Veja-se o esforço conjunto que consórcios luso-brasileiros vêm realizando em projetos de engenharia e obras públicas no Magreb. Atente-se às sinergias comerciais e tecnológicas que uma atuação conjunta, com base em parcerias empresariais, pode proporcionar no Extremo Oriente ou na África Austral. Os dados estão definitivamente lançados.
No plano bilateral, o ano transacto constituiu um ponto de inflexão histórico nos fluxos de capitais e comerciais entre os dois países. Em 1996, Portugal foi o sexto maior investidor no Brasil, o que se traduziu em fluxos de capitais da ordem dos mil milhões de dólares. De 1995 para 1996, a formação bruta de capital fixo de origem portuguesa decuplicou.
O investimento português tem-se dirigido a um conjunto diversificado de áreas, onde avultam o setor financeiro, as telecomunicações, a energia, os cimentos, a distribuição e os moldes. É-me grato verificar que a corrente se tem vindo a alargar a muitos outros setores de atividade.
Hoje, já não é motivo de surpresa a constituição de novas empresas, tomadas de capital ou parcerias em setores de atividade tão variados -e tão especializados- como a eletrônica, os derivados de madeira, as cerâmicas, os componentes de automóveis, os cabos, os combustíveis ou as celuloses.
No campo clássico das trocas comerciais, o panorama não é menos animador. Apesar de o Brasil representar apenas 1,2% do comércio externo português -constituindo-se como o segundo maior parceiro no continente americano, a seguir aos EUA-, as exportações portuguesas têm vindo a progredir de forma consistente, tendo o seu valor quadruplicado de 1993 para 1996.
Os dados disponíveis relativamente ao ano em curso confirmam essa tendência ascendente, assim como a da redução do crônico déficit da balança comercial portuguesa com o Brasil.
É a partir desse patamar cada vez mais elevado das relações econômicas bilaterais que se desenha uma estratégia de intensificação do relacionamento entre o Mercosul e a União Européia.
Num mundo em crescente globalização da economia, a única forma para regular os mercados é por meio de blocos regionais fortes e de uma empenhada cooperação. Ora, a UE e o Mercosul são os dois únicos blocos regionais que souberam ver para além do comércio livre, atuando como verdadeiros espaços de integração política, econômica e social. Por isso, o Mercosul e a UE podem e devem ser um fator estruturante da nova arquitetura internacional.
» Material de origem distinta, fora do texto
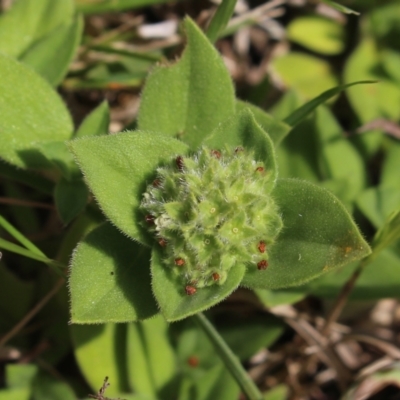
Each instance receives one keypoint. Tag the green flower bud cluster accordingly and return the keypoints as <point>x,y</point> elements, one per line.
<point>210,211</point>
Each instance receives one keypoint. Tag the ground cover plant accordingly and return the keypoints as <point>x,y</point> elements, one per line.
<point>199,200</point>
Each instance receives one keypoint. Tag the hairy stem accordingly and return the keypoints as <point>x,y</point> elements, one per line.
<point>230,360</point>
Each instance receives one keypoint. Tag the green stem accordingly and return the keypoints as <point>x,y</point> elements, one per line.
<point>21,238</point>
<point>230,360</point>
<point>14,248</point>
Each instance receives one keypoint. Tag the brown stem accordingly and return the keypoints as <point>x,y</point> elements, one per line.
<point>59,284</point>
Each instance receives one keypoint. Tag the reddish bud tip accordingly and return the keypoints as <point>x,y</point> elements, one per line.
<point>261,246</point>
<point>179,262</point>
<point>239,150</point>
<point>216,153</point>
<point>179,162</point>
<point>149,219</point>
<point>215,276</point>
<point>193,361</point>
<point>156,183</point>
<point>190,290</point>
<point>263,264</point>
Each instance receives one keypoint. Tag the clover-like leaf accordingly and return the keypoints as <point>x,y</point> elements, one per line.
<point>190,98</point>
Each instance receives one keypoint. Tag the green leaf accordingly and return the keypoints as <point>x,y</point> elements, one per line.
<point>339,7</point>
<point>319,34</point>
<point>318,235</point>
<point>334,149</point>
<point>58,155</point>
<point>298,115</point>
<point>277,130</point>
<point>391,166</point>
<point>110,279</point>
<point>387,234</point>
<point>183,100</point>
<point>243,130</point>
<point>15,394</point>
<point>307,74</point>
<point>31,113</point>
<point>170,292</point>
<point>96,123</point>
<point>379,279</point>
<point>100,351</point>
<point>220,19</point>
<point>377,203</point>
<point>118,168</point>
<point>148,343</point>
<point>371,101</point>
<point>51,55</point>
<point>390,61</point>
<point>70,198</point>
<point>29,20</point>
<point>28,178</point>
<point>298,158</point>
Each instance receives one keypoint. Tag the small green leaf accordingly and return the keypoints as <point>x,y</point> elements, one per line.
<point>31,113</point>
<point>220,19</point>
<point>100,351</point>
<point>380,279</point>
<point>318,235</point>
<point>307,74</point>
<point>183,100</point>
<point>110,279</point>
<point>334,148</point>
<point>302,112</point>
<point>170,291</point>
<point>391,166</point>
<point>148,343</point>
<point>243,130</point>
<point>96,123</point>
<point>387,234</point>
<point>47,387</point>
<point>377,203</point>
<point>71,198</point>
<point>319,34</point>
<point>29,20</point>
<point>51,55</point>
<point>277,130</point>
<point>118,168</point>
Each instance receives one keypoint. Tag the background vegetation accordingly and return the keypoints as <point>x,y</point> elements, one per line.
<point>295,343</point>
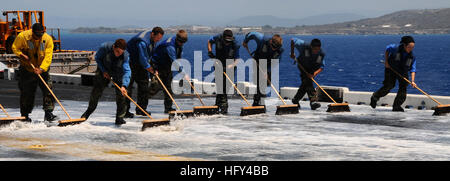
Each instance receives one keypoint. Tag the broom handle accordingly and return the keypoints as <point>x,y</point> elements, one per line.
<point>236,89</point>
<point>7,115</point>
<point>167,91</point>
<point>301,67</point>
<point>126,95</point>
<point>199,98</point>
<point>271,85</point>
<point>50,90</point>
<point>270,82</point>
<point>416,86</point>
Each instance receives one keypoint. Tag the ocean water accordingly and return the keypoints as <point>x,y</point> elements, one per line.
<point>351,60</point>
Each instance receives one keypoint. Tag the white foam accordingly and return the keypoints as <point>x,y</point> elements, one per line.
<point>363,134</point>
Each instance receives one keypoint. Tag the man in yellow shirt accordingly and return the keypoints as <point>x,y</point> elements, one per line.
<point>34,47</point>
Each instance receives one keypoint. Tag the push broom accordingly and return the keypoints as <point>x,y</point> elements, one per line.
<point>186,113</point>
<point>439,110</point>
<point>69,121</point>
<point>335,107</point>
<point>282,109</point>
<point>207,110</point>
<point>250,110</point>
<point>147,123</point>
<point>8,118</point>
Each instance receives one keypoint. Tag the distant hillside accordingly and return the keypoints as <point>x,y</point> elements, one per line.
<point>291,22</point>
<point>430,21</point>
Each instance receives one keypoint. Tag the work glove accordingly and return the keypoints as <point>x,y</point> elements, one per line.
<point>211,55</point>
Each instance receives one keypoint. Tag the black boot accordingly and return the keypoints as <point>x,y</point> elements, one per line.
<point>27,119</point>
<point>398,109</point>
<point>120,121</point>
<point>49,116</point>
<point>223,110</point>
<point>139,112</point>
<point>85,115</point>
<point>373,102</point>
<point>296,101</point>
<point>167,110</point>
<point>129,115</point>
<point>314,105</point>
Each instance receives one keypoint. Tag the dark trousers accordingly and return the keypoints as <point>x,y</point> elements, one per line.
<point>155,87</point>
<point>140,76</point>
<point>100,83</point>
<point>221,96</point>
<point>306,87</point>
<point>260,93</point>
<point>28,83</point>
<point>389,83</point>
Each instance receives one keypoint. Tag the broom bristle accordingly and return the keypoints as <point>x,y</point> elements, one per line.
<point>183,114</point>
<point>206,110</point>
<point>154,122</point>
<point>71,122</point>
<point>441,110</point>
<point>12,118</point>
<point>340,107</point>
<point>287,109</point>
<point>251,110</point>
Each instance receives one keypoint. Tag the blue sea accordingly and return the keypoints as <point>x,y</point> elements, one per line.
<point>352,61</point>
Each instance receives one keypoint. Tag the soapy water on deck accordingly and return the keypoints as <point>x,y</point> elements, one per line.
<point>363,134</point>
A visão, a liderança e a determinação que o presidente Fernando Henrique Cardoso tem sabido imprimir ao desenvolvimento do Mercosul são a melhor garantia do êxito desse eixo indispensável de cooperação mundial.
No domínio multilateral, o acordo de cooperação comercial e econômica da União Européia com o Mercosul prevê um conjunto de medidas destinadas a incentivar as relações empresariais entre os dois blocos, designadamente por meio do encorajamento à cooperação entre pequenas e médias empresas, um dos desafios mais palpitantes no atual quadro de globalização econômica.
Será na formação de joint ventures, redes de informação, transferência de know-how, tecnologia e concertação estratégica que se irão distinguir os sistemas econômicos vencedores. Será, pois, no equilíbrio entre os fatores dinâmicos de progresso da Europa e da América do Sul que Brasil e Portugal poderão encontrar uma via de desenvolvimento pujante e sustentada.
A cimeira luso-brasileira que decorrerá nesta semana, e se repetirá todos os anos, vai permitir um balanço e aprofundamento de todas as políticas desenvolvidas pelos dois governos, bem como o aproveitamento das muitas oportunidades que se apresentam para o futuro. Estou profundamente convicto de que será mais um momento significativo no relacionamento entre os nossos países irmãos.